To continue our super-Indonesian day, we were driven to Pak Udjo's Workshop, also known simply as Udjo. It's a workshop, shop-gallery and cultural centre in Bandung which focuses on angklung, traditional Indonesian bamboo chimes.

Once you arrive, and if you're lucky, you can catch a musical performance. I don't think there are lots of these per day - there's probably a schedule on their website. This is as strange as it is impressive - it probably makes more sense if you catch it from the start, though, which we failed to do. There are drums, gambang (gamelan) and of course the angklung themselves. Not to mention singing and dancing. I am told the music is to a pentatonic, i.e. five-note scale, similar to traditional Chinese music.

Once you're done with this, head down and through to the workshops. Here you can find the completed instruments. The base unit of an angklung is a small bamboo frame containing two or three pieces of bamboo tuned to the same tone, an octave apart. These are hung on hooks within much larger portable frames. The instrument is played by shaking the smaller frames to a tune. The performance is quite demanding as the instrument can be a couple of metres across, and it's not exactly slow music. I believe that there are regional variations between the chimes, but I'm not sure how this is applied.

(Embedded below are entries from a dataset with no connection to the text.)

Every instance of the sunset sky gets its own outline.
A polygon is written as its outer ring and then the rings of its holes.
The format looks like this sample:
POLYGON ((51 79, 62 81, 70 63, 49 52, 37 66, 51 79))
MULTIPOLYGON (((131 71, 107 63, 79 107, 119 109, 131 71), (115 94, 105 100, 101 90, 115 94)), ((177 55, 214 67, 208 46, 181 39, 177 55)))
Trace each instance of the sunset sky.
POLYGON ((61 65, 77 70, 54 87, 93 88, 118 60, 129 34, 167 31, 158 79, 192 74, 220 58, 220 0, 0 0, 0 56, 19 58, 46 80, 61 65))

Next you can see the angklung and gambang in various stages of construction. The chimes themselves are cut from bamboo to roughly the right length, then about half of the circumference of one half of the length is hacked away, using a machete. These rough bits will be passed to a (very skilled!) chap who shaves bits off until the correct note is achieved. Each chime takes perhaps 5 minutes to create; after 3 minutes I couldn't tell the difference between the note tapped on his xylophone and the note sounding when he struck the chime with his knife. Impressive stuff.

There's also a video about the construction of the chimes, but it was in Indonesian so I had no idea what was going on. Better just to watch the craftsmen producing them.

Lastly you can (and should) go and check out the shop, because it's full of bamboo instruments, puppets and some samples of the music. Because the whole complex is pretty forward-thinking and well set-up for local and foreign tourists, this is perhaps the best place in Bandung to buy handicraft souvenirs of traditional puppets and instruments. Certainly the best place I've seen, anyway, in my six weeks here. It is, of course, very busy - but it's worth the visit to watch the guy tuning bamboo, in the very least.